Avez vous essayez l'asso "Les chats libres de Saint Trivier" ?

----------


## Vegane7

Je suis dans le 01 pour un petit moment, et justement, c'est près de Saint-Trivier.
Merci infiniment Bouletosse, je vais les contacter demain et vous tiens au courant.

----------


## bouletosse

Je suis tout près de St Trivier de Courte  aussi   :Smile:

----------


## bouletosse

https://www.facebook.com/lechatlibre.fr?fref=nf

----------


## Vegane7

Merci, je vais leur écrire de ce pas

----------


## Vegane7

Hélas Bouletosse, ils sont blindés  :Frown:

----------


## bouletosse

Mince  :: 

Il vous ont conseillé d'autres solutions, asso...?

- - - Mise à jour - - -

Il y a aussi l'association "Jade" à replonge.

- - - Mise à jour - - -

Je diffuse FB

----------


## Vegane7

Hélas non.
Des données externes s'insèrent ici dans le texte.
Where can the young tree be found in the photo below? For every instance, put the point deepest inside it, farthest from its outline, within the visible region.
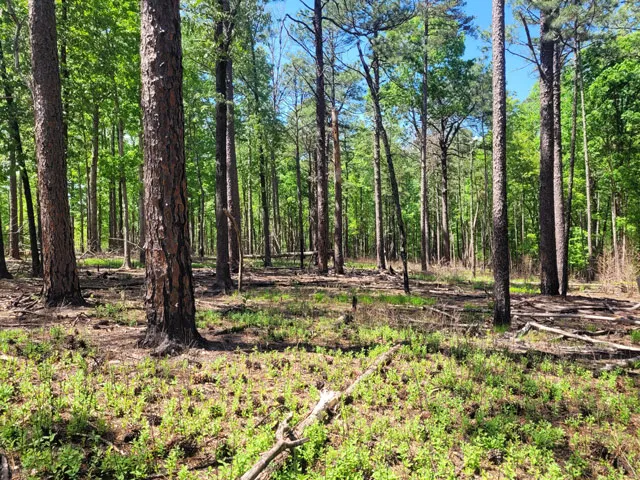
(169, 301)
(61, 282)
(502, 304)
J'en déduis qu'ils ne savent pas, sinon ils me l'auraient dit.
Je vais continuer à chercher.

- - - Mise à jour - - -

Merci, je vais les contacter !

----------


## bouletosse

Elle est ok chats, chiens? Difficile à savoir avec tes doudous  :Smile: 

Elle a eu un bilan de santé ou rien du tout?

----------


## arden56

https://www.facebook.com/photo.php?f...type=3&theater

----------


## bouletosse

Aucune solution

----------


## Vegane7

Fa trouvée à Lyon grâce à l'asso Croc-Blanc  
Je l'y emmène la semaine prochaine.

----------


## bouletosse

SUPER

----------


## Vegane7

La FA sera finalement plutôt dans le 38...
Je vous tiens au courant.

Cet après-midi Mouchette a RDV chez le véto pour son test FIV/FELV + identification;

----------


## Vegane7

Mouchette a rejoint sa super famille d'accueil dans le 38 cet après-midi.
Proposée à l'adoption sous asso Croc-Blanc.  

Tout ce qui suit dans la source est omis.